She looked up at the dripping world. Water dripping from dripping skies only to disappear into the gray-green grass. The water did not saturate. It disappeared into the grass, which was full to the brim with emptiness.
His shoes, worn out New Balances that collapsed, unable to hold their shape without a foot, were empty, unable to bear up. His Apple mug from the eighties was empty, as was his particle physics cup. She wished she hadn’t washed them yet. He’d them bought for nostalgic purposes. Not nostalgia. Nostalgic purposes.
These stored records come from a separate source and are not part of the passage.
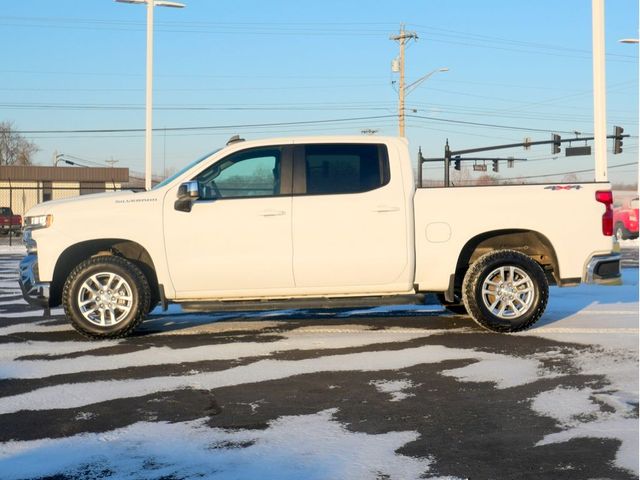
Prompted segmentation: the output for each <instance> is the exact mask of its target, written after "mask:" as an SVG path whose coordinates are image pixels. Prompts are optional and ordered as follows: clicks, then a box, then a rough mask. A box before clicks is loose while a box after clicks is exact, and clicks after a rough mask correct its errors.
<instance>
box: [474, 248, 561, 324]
mask: <svg viewBox="0 0 640 480" xmlns="http://www.w3.org/2000/svg"><path fill="white" fill-rule="evenodd" d="M462 292H463V300H464V304H465V306H466V307H467V311H468V312H469V315H471V317H472V318H473V319H474V320H475V321H476V322H477V323H478V324H480V325H481V326H483V327H484V328H487V329H489V330H492V331H494V332H517V331H520V330H524V329H526V328H528V327H529V326H531V325H533V324H534V323H535V322H536V321H537V320H538V319H539V318H540V317H541V316H542V314H543V313H544V310H545V308H546V306H547V300H548V298H549V284H548V283H547V277H546V276H545V273H544V271H543V270H542V267H540V265H538V264H537V263H536V262H535V261H533V260H532V259H531V258H529V257H528V256H527V255H524V254H522V253H520V252H517V251H515V250H497V251H494V252H489V253H487V254H485V255H483V256H481V257H480V258H479V259H478V260H476V262H474V263H473V264H472V265H471V267H469V270H467V273H466V275H465V277H464V281H463V284H462Z"/></svg>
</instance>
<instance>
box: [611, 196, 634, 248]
mask: <svg viewBox="0 0 640 480" xmlns="http://www.w3.org/2000/svg"><path fill="white" fill-rule="evenodd" d="M613 225H614V232H615V236H616V238H617V239H618V240H628V239H631V238H638V197H636V198H634V199H632V200H630V201H628V202H627V203H626V204H625V205H623V206H621V207H619V208H614V210H613Z"/></svg>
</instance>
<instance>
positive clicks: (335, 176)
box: [305, 144, 389, 194]
mask: <svg viewBox="0 0 640 480" xmlns="http://www.w3.org/2000/svg"><path fill="white" fill-rule="evenodd" d="M383 149H384V147H382V146H378V145H358V144H355V145H346V144H344V145H343V144H337V145H307V146H306V147H305V164H306V183H307V194H339V193H359V192H366V191H368V190H373V189H375V188H379V187H381V186H383V185H385V184H386V183H387V182H388V181H389V173H388V172H389V164H388V160H387V156H386V151H383Z"/></svg>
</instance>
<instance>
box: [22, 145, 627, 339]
mask: <svg viewBox="0 0 640 480" xmlns="http://www.w3.org/2000/svg"><path fill="white" fill-rule="evenodd" d="M612 200H613V198H612V194H611V190H610V186H609V184H607V183H580V184H570V185H548V184H546V185H518V186H486V187H454V188H416V183H415V181H414V174H413V168H412V162H411V158H410V155H409V149H408V144H407V142H406V140H405V139H401V138H395V137H374V138H371V137H356V136H335V137H302V138H284V139H272V140H259V141H246V142H245V141H236V142H232V143H229V144H228V145H227V146H226V147H225V148H223V149H221V150H218V151H215V152H213V153H211V154H208V155H205V156H204V157H202V158H200V159H199V160H197V161H196V162H194V163H192V164H190V165H188V166H187V167H185V168H184V169H183V170H181V171H179V172H178V173H176V174H175V175H174V176H172V177H171V178H169V179H167V180H165V181H164V182H162V183H161V184H159V185H157V186H156V187H154V188H153V189H152V190H150V191H146V192H139V193H134V192H130V191H123V192H115V193H105V194H94V195H90V196H85V197H82V198H74V199H65V200H59V201H52V202H47V203H44V204H40V205H37V206H36V207H34V208H32V209H31V210H30V211H29V212H28V213H27V216H26V228H25V232H24V237H23V238H24V243H25V245H26V247H27V251H28V254H27V256H26V257H25V258H24V259H23V260H22V262H21V264H20V285H21V287H22V290H23V293H24V296H25V298H27V299H28V300H29V301H31V302H33V303H36V304H39V305H45V306H48V307H53V306H56V305H60V304H62V305H63V307H64V311H65V313H66V316H67V318H68V319H69V321H70V322H71V324H72V325H73V326H74V327H75V328H76V329H77V330H78V331H79V332H80V333H82V334H84V335H86V336H89V337H94V338H101V337H102V338H104V337H111V338H113V337H122V336H125V335H127V334H129V333H130V332H132V331H133V330H134V329H135V328H136V326H137V325H139V323H140V322H141V321H142V320H143V318H144V317H145V316H146V315H147V314H148V313H149V312H150V310H151V309H152V308H154V307H155V306H156V305H157V304H158V303H161V304H162V305H163V307H165V308H166V305H167V303H168V302H193V301H208V302H213V303H212V305H214V306H215V308H240V306H241V307H242V308H245V307H246V306H247V305H249V304H258V305H260V306H261V308H267V307H268V306H269V305H270V304H271V303H270V302H277V303H276V304H277V305H279V306H281V305H282V304H283V303H285V304H287V305H291V306H294V305H300V304H309V303H313V302H319V303H321V304H322V305H332V304H341V305H342V304H344V302H349V301H352V302H358V303H359V304H361V305H362V304H365V305H368V304H371V305H373V304H376V305H378V304H380V303H397V302H398V301H402V302H406V300H407V298H413V299H417V300H418V301H421V299H423V298H424V294H426V293H436V294H439V295H440V298H442V301H443V302H444V304H445V305H446V306H448V307H449V308H451V309H452V310H454V311H455V310H457V311H464V312H466V313H468V314H469V315H470V316H471V317H472V318H473V319H474V320H475V321H476V322H478V323H479V324H480V325H482V326H483V327H485V328H487V329H490V330H494V331H499V332H513V331H518V330H522V329H525V328H527V327H529V326H530V325H532V324H533V323H534V322H535V321H537V320H538V319H539V318H540V317H541V316H542V314H543V312H544V310H545V306H546V303H547V299H548V286H549V284H555V285H560V286H570V285H576V284H578V283H580V282H592V283H600V282H610V281H612V280H615V279H616V278H618V277H619V276H620V257H619V255H618V254H615V253H612V246H613V241H612V238H611V236H612V233H613V224H612V210H611V204H612ZM212 308H213V307H212Z"/></svg>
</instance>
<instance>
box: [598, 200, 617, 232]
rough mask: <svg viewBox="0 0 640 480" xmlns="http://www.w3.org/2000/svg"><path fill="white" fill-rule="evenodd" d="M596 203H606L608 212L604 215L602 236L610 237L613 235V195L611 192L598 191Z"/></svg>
mask: <svg viewBox="0 0 640 480" xmlns="http://www.w3.org/2000/svg"><path fill="white" fill-rule="evenodd" d="M596 201H598V202H600V203H604V206H605V208H606V210H605V211H604V215H602V234H603V235H605V236H607V237H610V236H611V235H613V209H612V208H611V205H612V204H613V193H611V191H610V190H598V191H597V192H596Z"/></svg>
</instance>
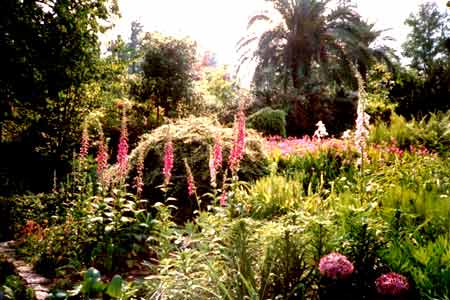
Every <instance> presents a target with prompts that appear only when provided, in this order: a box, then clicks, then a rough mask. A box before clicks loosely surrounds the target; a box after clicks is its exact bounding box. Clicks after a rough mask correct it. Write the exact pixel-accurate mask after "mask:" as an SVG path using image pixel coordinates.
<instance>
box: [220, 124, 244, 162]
mask: <svg viewBox="0 0 450 300" xmlns="http://www.w3.org/2000/svg"><path fill="white" fill-rule="evenodd" d="M244 125H245V124H244ZM213 152H214V167H215V169H216V170H219V169H220V168H221V167H222V141H221V139H220V136H218V135H217V136H216V137H215V138H214V148H213Z"/></svg>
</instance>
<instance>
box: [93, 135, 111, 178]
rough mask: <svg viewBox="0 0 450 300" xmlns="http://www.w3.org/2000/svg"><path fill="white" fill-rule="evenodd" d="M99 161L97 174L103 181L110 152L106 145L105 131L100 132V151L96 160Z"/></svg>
mask: <svg viewBox="0 0 450 300" xmlns="http://www.w3.org/2000/svg"><path fill="white" fill-rule="evenodd" d="M95 160H96V161H97V174H98V176H99V178H100V181H102V180H103V175H104V174H103V173H104V171H105V170H106V168H107V167H108V150H107V148H106V144H105V136H104V135H103V131H102V130H100V133H99V140H98V150H97V157H96V158H95Z"/></svg>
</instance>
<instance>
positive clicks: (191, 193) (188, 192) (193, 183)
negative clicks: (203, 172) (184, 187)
mask: <svg viewBox="0 0 450 300" xmlns="http://www.w3.org/2000/svg"><path fill="white" fill-rule="evenodd" d="M184 166H185V167H186V173H187V177H186V180H187V184H188V195H189V196H192V195H193V194H194V193H195V190H196V187H195V182H194V176H193V175H192V170H191V167H189V164H188V163H187V160H186V159H184Z"/></svg>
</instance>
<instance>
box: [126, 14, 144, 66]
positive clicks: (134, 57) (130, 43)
mask: <svg viewBox="0 0 450 300" xmlns="http://www.w3.org/2000/svg"><path fill="white" fill-rule="evenodd" d="M143 28H144V26H143V25H142V24H141V23H140V22H139V21H133V22H131V35H130V42H129V43H128V48H129V51H130V56H131V57H130V58H131V61H132V62H131V66H130V68H129V71H130V73H137V72H139V71H141V67H140V65H139V64H138V63H137V61H136V60H137V59H138V58H139V57H140V56H141V55H140V53H141V50H142V49H141V48H142V34H143Z"/></svg>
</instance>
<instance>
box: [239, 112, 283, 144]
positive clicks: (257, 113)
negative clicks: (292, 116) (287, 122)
mask: <svg viewBox="0 0 450 300" xmlns="http://www.w3.org/2000/svg"><path fill="white" fill-rule="evenodd" d="M247 124H248V127H249V128H253V129H256V130H258V131H260V132H262V133H263V134H265V135H278V136H283V137H285V136H286V112H284V111H283V110H280V109H272V108H270V107H265V108H262V109H260V110H258V111H257V112H255V113H254V114H252V115H250V116H249V117H248V120H247Z"/></svg>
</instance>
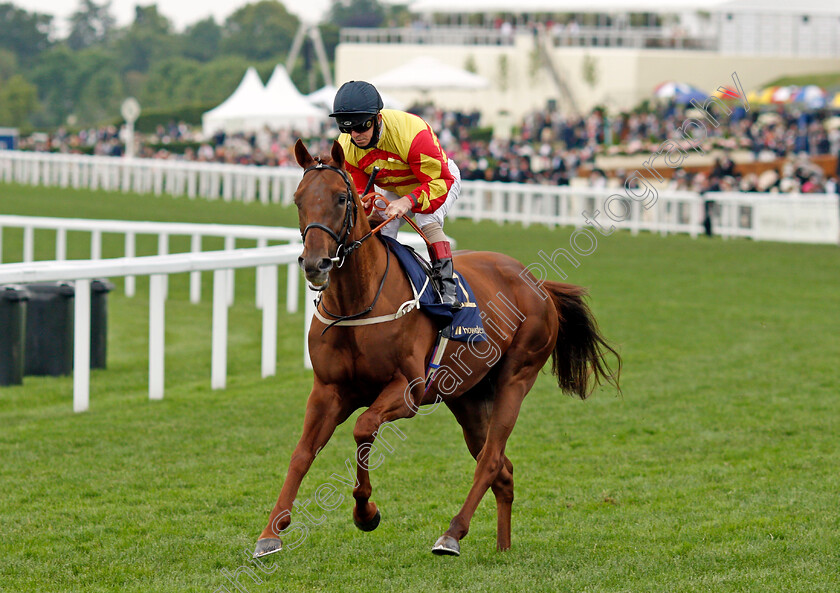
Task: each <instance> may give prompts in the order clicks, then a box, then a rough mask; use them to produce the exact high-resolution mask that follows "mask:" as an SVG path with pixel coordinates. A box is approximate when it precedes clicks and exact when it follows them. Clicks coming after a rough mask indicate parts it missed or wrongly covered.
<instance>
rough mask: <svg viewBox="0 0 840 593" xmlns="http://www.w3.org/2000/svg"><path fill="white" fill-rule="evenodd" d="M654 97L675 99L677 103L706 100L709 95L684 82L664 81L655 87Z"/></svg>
mask: <svg viewBox="0 0 840 593" xmlns="http://www.w3.org/2000/svg"><path fill="white" fill-rule="evenodd" d="M653 95H654V97H656V98H658V99H673V100H674V101H676V102H677V103H690V102H691V101H692V99H693V100H695V101H704V100H705V99H706V98H707V97H708V95H707V94H706V93H704V92H703V91H701V90H699V89H696V88H694V87H693V86H691V85H688V84H685V83H684V82H670V81H669V82H663V83H662V84H658V85H656V87H655V88H654V89H653Z"/></svg>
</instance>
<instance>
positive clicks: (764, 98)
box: [747, 86, 779, 105]
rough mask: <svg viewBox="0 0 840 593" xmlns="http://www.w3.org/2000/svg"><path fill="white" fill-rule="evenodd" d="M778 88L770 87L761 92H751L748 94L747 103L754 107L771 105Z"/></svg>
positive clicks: (751, 91)
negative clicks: (748, 102) (774, 92)
mask: <svg viewBox="0 0 840 593" xmlns="http://www.w3.org/2000/svg"><path fill="white" fill-rule="evenodd" d="M778 88H779V87H777V86H769V87H767V88H765V89H761V90H760V91H750V92H749V93H747V101H749V103H750V104H752V105H769V104H770V103H772V102H773V100H772V99H773V93H774V92H775V91H776V89H778Z"/></svg>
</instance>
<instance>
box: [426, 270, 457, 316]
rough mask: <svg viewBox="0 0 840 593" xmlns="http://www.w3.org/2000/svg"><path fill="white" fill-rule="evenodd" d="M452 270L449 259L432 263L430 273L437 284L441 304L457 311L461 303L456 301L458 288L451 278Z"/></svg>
mask: <svg viewBox="0 0 840 593" xmlns="http://www.w3.org/2000/svg"><path fill="white" fill-rule="evenodd" d="M452 270H453V268H452V258H451V257H447V258H446V259H440V260H438V261H436V262H433V263H432V272H433V273H434V275H435V280H436V281H437V284H438V292H440V300H441V302H442V303H443V304H445V305H449V306H450V307H452V309H453V310H457V309H460V308H461V301H459V300H458V288H457V284H456V283H455V279H454V278H453V277H452Z"/></svg>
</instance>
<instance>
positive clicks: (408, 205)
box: [385, 197, 412, 218]
mask: <svg viewBox="0 0 840 593" xmlns="http://www.w3.org/2000/svg"><path fill="white" fill-rule="evenodd" d="M411 206H412V202H411V198H409V197H403V198H400V199H399V200H394V201H393V202H391V203H390V204H388V207H387V208H385V217H386V218H389V217H391V216H396V217H397V218H402V217H403V216H405V215H406V214H407V213H408V212H410V211H411Z"/></svg>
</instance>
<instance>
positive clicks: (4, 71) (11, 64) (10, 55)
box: [0, 49, 18, 82]
mask: <svg viewBox="0 0 840 593" xmlns="http://www.w3.org/2000/svg"><path fill="white" fill-rule="evenodd" d="M17 69H18V66H17V57H16V56H15V54H13V53H12V52H10V51H9V50H6V49H0V82H3V81H4V80H6V79H7V78H11V77H12V76H13V75H14V74H16V73H17Z"/></svg>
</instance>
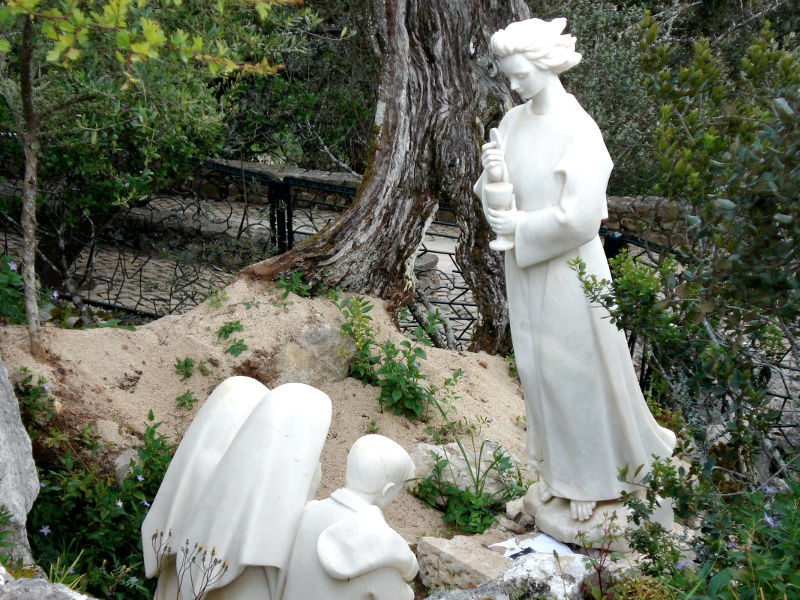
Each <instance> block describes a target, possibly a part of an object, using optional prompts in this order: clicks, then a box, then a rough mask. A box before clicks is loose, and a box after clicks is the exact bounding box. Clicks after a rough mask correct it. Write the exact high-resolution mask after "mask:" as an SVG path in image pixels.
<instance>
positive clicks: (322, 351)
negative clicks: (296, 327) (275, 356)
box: [270, 318, 352, 387]
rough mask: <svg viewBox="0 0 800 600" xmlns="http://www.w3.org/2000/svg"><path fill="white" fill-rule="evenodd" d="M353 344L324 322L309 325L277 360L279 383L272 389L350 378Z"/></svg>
mask: <svg viewBox="0 0 800 600" xmlns="http://www.w3.org/2000/svg"><path fill="white" fill-rule="evenodd" d="M348 343H349V342H348V341H347V340H346V339H345V338H343V337H341V336H340V335H339V330H338V329H336V328H335V327H333V326H332V325H330V324H328V323H326V322H324V321H323V320H322V319H321V318H318V319H315V320H314V321H313V322H311V323H309V324H308V325H305V326H304V327H303V328H302V329H300V332H299V333H298V336H297V340H296V341H293V342H289V343H288V344H286V345H285V346H284V347H283V348H282V349H281V350H280V352H279V353H278V354H277V356H276V357H275V361H276V364H275V370H276V371H277V373H278V376H277V379H275V380H274V381H272V382H271V383H272V385H270V387H277V386H279V385H281V384H284V383H305V384H306V385H311V386H314V387H319V386H323V385H325V384H328V383H331V382H335V381H341V380H342V379H344V378H345V377H347V371H348V366H349V363H348V361H349V357H350V356H351V355H352V352H351V351H350V350H349V349H345V346H346V345H347V344H348Z"/></svg>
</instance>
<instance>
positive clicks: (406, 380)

Because that’s the way he’d talked.
He’d liked things that had purpose, things that held memories were all right, but better yet if they also information or reminders of coffee or M&M’s. Even things that held memories should do something more than gather dust like his mother’s porcelain squirrels.
Their house full is full of things with purpose. (His mother’s squirrels went to a charity shop, after she died). Now he is gone and his shoes are empty, but she has his mugs…. She has his things with purpose, that have, just recently, acquired a new one. They must organize her memories of him. Half-finished books bought on that trip to Sonoma, the cord to an old cell that he kept in a shoebox, just in case, (“just in case” could be a worthy purpose). She would keep his favorite gin. She would keep his dark-roast in the jam jar. She would not consume them, for to do so would be to steal them from their purpose.